Часть 1. Предыстория.
Если вынести за скобки традиционный пеший путь с вокзала до хостела (хорошо, что все они в центре расположены) и рейд по близлежащим магазинам в целях обеспечения себя завтраками и перекусами, то Петербург для меня всегда начинается с часовни Ксении блаженной на Смоленском кладбище и с Васильевского острова вообще. Впервые приехав в северную столицу в шестнадцать лет с институтской группой, я добросовестно пилила до Камской улицы сначала на метро, а потом пешочком, но уже в следующие визиты поняла, что проделывать весь путь по поверхности куда интереснее, и поэтому и на этот раз, запасшись термосом с чаем и картой, я стартую со «своей» Гороховой улицы и беру курс на северо-запад.
На Васильевский остров - или на Ваську, как зовут его жители Петербурга, но я не чувствую за собой права на такую фамильярность, - уже традиционно выхожу через Благовещенский мост. Мне нравится то, что он словно делит Питер на две части: посмотришь в одну сторону - увидишь сердце города с тускло поблескивающим куполом Исаакия и очертаниями прочих классических достопримечательностей, а по другую сторону виднеются промышленные районы, и вместо архитектурных красот вдали высятся громадные портовые краны.

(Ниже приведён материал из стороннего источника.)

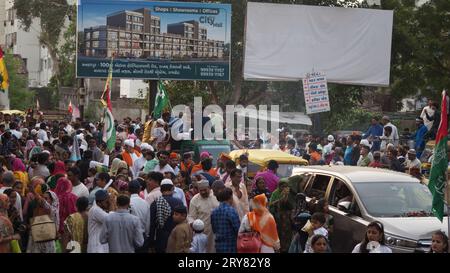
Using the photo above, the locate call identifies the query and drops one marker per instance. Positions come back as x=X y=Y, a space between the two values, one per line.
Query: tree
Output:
x=420 y=56
x=21 y=98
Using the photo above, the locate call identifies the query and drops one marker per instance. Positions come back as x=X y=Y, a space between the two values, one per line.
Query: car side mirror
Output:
x=344 y=206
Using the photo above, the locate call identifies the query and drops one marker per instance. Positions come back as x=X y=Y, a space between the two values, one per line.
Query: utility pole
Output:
x=81 y=96
x=153 y=89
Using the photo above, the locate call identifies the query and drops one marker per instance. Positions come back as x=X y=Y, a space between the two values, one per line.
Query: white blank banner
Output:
x=351 y=46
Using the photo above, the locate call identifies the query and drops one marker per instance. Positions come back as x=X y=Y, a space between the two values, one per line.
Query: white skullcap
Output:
x=198 y=225
x=129 y=142
x=366 y=143
x=161 y=121
x=146 y=146
x=202 y=184
x=166 y=182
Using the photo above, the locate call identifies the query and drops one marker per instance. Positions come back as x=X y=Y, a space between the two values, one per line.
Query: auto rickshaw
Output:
x=259 y=158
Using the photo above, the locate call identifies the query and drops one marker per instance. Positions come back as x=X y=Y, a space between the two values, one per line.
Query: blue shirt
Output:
x=375 y=131
x=225 y=225
x=418 y=135
x=348 y=155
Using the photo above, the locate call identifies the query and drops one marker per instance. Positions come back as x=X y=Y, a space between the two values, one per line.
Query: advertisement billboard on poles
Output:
x=315 y=89
x=351 y=45
x=154 y=40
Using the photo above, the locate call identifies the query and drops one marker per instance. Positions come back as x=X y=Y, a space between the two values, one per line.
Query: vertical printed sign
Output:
x=154 y=40
x=315 y=89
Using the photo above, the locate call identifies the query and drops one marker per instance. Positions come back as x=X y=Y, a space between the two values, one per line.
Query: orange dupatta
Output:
x=127 y=157
x=263 y=222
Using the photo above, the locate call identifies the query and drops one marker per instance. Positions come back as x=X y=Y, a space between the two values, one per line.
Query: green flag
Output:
x=438 y=173
x=161 y=101
x=109 y=131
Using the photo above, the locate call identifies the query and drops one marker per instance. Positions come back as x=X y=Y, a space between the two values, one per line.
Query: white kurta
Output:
x=96 y=218
x=241 y=205
x=138 y=165
x=201 y=208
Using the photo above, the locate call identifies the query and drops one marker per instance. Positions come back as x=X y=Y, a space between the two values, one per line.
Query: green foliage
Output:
x=52 y=15
x=67 y=51
x=21 y=98
x=420 y=57
x=92 y=111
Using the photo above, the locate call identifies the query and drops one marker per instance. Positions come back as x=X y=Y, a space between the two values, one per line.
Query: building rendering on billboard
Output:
x=154 y=40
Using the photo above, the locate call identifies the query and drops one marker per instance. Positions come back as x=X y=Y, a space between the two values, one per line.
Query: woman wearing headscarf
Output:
x=67 y=201
x=6 y=227
x=262 y=221
x=33 y=151
x=29 y=145
x=281 y=209
x=20 y=173
x=282 y=205
x=14 y=215
x=59 y=170
x=42 y=202
x=116 y=165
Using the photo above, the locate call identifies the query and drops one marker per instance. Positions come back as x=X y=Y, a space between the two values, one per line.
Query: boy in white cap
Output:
x=200 y=240
x=130 y=155
x=159 y=133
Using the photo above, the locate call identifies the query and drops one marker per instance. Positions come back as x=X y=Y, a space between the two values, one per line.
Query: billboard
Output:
x=350 y=45
x=154 y=40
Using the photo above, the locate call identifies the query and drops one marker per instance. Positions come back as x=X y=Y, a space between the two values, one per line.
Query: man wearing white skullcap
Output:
x=200 y=207
x=139 y=164
x=130 y=155
x=159 y=133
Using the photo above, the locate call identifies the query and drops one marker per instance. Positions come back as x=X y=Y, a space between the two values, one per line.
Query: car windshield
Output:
x=394 y=199
x=285 y=170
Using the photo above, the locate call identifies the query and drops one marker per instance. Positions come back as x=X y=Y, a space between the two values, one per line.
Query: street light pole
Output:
x=153 y=89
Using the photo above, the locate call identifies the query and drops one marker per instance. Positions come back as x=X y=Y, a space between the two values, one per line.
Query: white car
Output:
x=360 y=195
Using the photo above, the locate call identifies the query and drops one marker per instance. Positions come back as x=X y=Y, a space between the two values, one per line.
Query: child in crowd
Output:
x=180 y=238
x=200 y=240
x=89 y=181
x=322 y=206
x=319 y=244
x=376 y=163
x=439 y=242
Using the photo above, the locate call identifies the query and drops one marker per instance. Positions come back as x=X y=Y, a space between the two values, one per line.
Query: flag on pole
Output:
x=161 y=101
x=109 y=131
x=106 y=96
x=4 y=78
x=438 y=176
x=75 y=154
x=75 y=113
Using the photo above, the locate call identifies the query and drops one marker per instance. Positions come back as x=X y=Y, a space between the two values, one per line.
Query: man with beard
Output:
x=200 y=207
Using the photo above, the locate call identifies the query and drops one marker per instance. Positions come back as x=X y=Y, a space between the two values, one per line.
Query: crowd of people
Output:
x=379 y=147
x=63 y=190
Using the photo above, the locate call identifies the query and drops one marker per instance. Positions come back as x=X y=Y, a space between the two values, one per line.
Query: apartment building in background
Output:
x=27 y=45
x=137 y=34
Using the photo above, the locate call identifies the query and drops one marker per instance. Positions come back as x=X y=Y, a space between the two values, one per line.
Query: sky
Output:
x=93 y=13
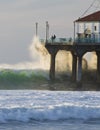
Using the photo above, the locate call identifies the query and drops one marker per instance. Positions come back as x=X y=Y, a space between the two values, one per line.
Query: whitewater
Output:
x=49 y=110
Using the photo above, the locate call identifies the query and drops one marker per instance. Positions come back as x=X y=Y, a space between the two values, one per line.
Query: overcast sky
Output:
x=17 y=23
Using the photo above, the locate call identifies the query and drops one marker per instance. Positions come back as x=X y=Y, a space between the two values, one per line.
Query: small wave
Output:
x=50 y=113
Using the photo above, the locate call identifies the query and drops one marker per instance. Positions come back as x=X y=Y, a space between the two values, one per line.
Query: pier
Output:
x=86 y=39
x=77 y=51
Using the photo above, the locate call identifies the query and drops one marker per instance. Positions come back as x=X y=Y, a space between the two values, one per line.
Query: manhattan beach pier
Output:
x=86 y=39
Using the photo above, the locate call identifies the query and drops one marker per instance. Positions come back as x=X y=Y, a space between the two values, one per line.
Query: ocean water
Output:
x=49 y=110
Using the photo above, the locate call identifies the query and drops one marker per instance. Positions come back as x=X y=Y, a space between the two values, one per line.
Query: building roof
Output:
x=94 y=17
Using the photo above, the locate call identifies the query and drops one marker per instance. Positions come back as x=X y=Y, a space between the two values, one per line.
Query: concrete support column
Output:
x=52 y=67
x=79 y=69
x=74 y=67
x=98 y=66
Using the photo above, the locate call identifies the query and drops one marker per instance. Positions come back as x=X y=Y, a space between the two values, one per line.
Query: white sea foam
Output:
x=44 y=105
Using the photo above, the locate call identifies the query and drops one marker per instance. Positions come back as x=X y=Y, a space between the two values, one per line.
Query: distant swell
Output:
x=51 y=113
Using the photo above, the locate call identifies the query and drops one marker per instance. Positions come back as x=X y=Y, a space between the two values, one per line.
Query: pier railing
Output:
x=58 y=41
x=70 y=41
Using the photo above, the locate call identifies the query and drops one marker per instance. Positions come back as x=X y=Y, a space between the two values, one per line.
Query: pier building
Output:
x=86 y=39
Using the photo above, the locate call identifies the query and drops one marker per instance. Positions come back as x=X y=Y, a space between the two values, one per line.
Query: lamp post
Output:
x=36 y=28
x=47 y=31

Выполнив ритуальное приветствие Невы (спустившись по мраморным ступенькам, напоминающим станцию метро «Марксистская», постояв на краю пристани и не менее традиционно представив себе, что внезапно булькаюсь в воду - и как, интересно, теперь выбираться на берег?), я вижу на набережной доску, сообщающую о том, что отсюда в 1922 году «отправились в вынужденную эмиграцию выдающиеся деятели отечественной философии, культуры и науки». Не припоминаю, чтобы она раньше здесь была, поэтому останавливаюсь, присматриваюсь и предаюсь философским размышлениям на тему «революции - зло» (а если серьезно, то даже представить себе не могу, каково это - уезжать из своей страны, потому что жить в ней стало опасно или вообще невыносимо). Потом взгляд цепляется за большой каменный храм в отдалении: его-то я как раз хорошо помню по прошлым визитам на остров Большого, Среднего и Малого проспектов, и он всегда оставался для меня загадкой: выглядит он недействующим, потому что издалека кажется, будто он разрушается на глазах или, наоборот, восстанавливается почти из руин. Решаю раскрыть его секрет и шагаю вперед, пока что, по первости, радуясь даже пронизывающему питерскому ветру.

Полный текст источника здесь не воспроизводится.